On the lower section of the wall we chose the steepest possible line to minimize objective hazard and also to make hauling easier. Another week of brute manual labor enabled us to fix the choss wall and haul our 23 bags onto the big ledge. From the ledge camp, Greg, Jared, Alex and I began fixing pitches that followed a thin seam on the Half Dome-like headwall. The crack was continuous, yet thin enough that we made most of our progress with copperheads, hooks and tied-off pins. We fixed six long pitches to a point directly beneath the only roof of the route, the sight of our first and only hanging portaledge camp. With a 1,000-foot static line, we took turns hauling five bags at a time up to the bivy. It was a spectacular position, looming above Alex’s A4+ pitch, “The Trade Winds.” Eventually we secured our 23 haul bags between the three portaledges.
Splitting the roof directly above camp, a tiny copperhead seam shot through the impeccable Baffin gneiss. The crack was as splitter as the Shield’s “Triple Cracks” or anything on Sunkist. Greg Child did us proud and led the whole thing without placing a single rivet. I cleaned the pitch and found that Greg had placed about 100 feet of small copperheads in a row. We all agreed it was dam close to A5. All told, on this section of the climb there were seven pitches back-to-back of solid new-wave A4 or harder. What’s really scary, though, is that we actually had to relead some of these pitches for the camera. The problem was that we couldn’t shoot video and stills at the same time (due to conflicts with motor drives and flashes), so some pitches actually got led three times.
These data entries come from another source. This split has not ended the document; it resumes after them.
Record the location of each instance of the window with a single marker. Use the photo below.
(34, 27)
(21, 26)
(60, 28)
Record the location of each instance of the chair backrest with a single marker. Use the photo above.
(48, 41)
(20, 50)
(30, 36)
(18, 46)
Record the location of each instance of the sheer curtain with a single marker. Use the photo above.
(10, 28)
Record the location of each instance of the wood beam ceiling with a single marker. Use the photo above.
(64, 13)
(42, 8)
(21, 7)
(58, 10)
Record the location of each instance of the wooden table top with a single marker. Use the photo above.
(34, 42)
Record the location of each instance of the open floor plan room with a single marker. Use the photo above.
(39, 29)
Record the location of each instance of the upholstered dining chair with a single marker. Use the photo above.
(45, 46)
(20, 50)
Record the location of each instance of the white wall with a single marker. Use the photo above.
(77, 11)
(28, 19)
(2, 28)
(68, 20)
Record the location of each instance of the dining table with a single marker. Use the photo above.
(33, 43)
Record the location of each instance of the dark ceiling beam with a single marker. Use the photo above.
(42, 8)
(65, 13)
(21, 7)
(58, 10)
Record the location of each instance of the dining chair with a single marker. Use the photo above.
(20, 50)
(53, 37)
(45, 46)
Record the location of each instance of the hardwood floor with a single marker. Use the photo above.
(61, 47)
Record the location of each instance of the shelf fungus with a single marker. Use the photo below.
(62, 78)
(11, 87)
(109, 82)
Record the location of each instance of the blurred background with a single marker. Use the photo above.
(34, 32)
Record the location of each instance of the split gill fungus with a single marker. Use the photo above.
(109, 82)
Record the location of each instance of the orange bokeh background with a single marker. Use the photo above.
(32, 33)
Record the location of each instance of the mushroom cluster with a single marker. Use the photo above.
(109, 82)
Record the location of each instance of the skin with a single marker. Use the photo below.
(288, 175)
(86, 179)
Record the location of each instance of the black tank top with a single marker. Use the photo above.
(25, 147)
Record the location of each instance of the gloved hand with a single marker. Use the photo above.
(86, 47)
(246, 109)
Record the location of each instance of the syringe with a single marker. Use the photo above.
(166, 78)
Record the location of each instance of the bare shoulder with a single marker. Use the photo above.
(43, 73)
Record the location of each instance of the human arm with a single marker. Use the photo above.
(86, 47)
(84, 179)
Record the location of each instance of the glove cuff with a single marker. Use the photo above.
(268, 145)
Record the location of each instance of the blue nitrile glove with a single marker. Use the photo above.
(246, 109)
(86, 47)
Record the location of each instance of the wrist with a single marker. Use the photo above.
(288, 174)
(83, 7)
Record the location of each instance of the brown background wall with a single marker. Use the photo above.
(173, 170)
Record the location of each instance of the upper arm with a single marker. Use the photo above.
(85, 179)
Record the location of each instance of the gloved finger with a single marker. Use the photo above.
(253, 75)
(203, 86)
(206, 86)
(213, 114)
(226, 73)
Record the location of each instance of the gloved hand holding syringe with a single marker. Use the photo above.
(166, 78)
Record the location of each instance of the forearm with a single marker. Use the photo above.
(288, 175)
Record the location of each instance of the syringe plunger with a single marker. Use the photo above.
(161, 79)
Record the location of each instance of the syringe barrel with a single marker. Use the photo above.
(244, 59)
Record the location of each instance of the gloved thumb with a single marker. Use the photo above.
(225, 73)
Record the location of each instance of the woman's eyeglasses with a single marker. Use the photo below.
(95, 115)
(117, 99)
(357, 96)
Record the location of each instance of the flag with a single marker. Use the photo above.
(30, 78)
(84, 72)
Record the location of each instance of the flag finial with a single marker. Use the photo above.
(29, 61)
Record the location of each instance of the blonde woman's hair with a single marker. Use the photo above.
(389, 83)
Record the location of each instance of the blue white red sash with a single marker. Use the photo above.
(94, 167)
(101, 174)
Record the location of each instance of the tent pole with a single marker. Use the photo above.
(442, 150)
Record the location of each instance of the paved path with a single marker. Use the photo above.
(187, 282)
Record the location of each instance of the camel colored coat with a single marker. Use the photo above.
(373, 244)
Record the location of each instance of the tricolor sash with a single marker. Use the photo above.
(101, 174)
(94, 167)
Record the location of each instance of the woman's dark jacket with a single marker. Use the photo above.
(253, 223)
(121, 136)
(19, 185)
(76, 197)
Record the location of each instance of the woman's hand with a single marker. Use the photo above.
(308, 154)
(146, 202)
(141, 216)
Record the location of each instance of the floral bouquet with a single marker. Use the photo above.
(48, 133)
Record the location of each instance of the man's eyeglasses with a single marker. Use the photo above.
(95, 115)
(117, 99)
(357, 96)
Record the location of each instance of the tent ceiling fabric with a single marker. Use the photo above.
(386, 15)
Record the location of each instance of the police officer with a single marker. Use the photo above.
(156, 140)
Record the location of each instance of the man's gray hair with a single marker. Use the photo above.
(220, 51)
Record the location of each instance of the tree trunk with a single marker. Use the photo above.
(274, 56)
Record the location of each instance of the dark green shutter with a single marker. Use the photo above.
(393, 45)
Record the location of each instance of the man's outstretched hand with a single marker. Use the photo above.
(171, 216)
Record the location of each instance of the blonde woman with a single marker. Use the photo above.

All of this ate up lot of time, especially because the weather was quite often lousy.
After fixing for another week above the hanging camp, our three-ring, six-person circus finally topped out on June 25, 17 days since leaving the ground, having completed the route Rum, Sodomy, and the Lash (VI 5.10 A4+). We managed to summit on the most beautiful day of the expedition, allowing us ample time to enjoy the magnificent panorama. To our east and west, we could clearly make out the tops of the tallest peaks in Sam Ford and Gibbs Fjord. To the south and north, we could see out onto the Barnes Ice Cap and also across the vertiginous Arctic Ocean. On the way down, we spent three days at our hanging camp waiting out bad weather in hopes of doing more filming. The weather proved entirely uncooperative, so we eventually bailed, sending down some of the cargo by express mail.
In Base Camp, all of the snow had completely melted and we realized once and for all that the Inuit would never make it in to pick us up. It also wasn’t realistic for us to ferry all our gear ten miles to the mouth of Sam Ford Fjord. Luckily, a helicopter was in the area doing land claim surveys, and the pilot agreed to pick us up for roughly the same fee we would have paid the outfitter. Checking out “Great Sail Peak” and the other still-virgin formations of Stewart Valley from the chopper window was a fitting end to my third expedition to Baffin Island.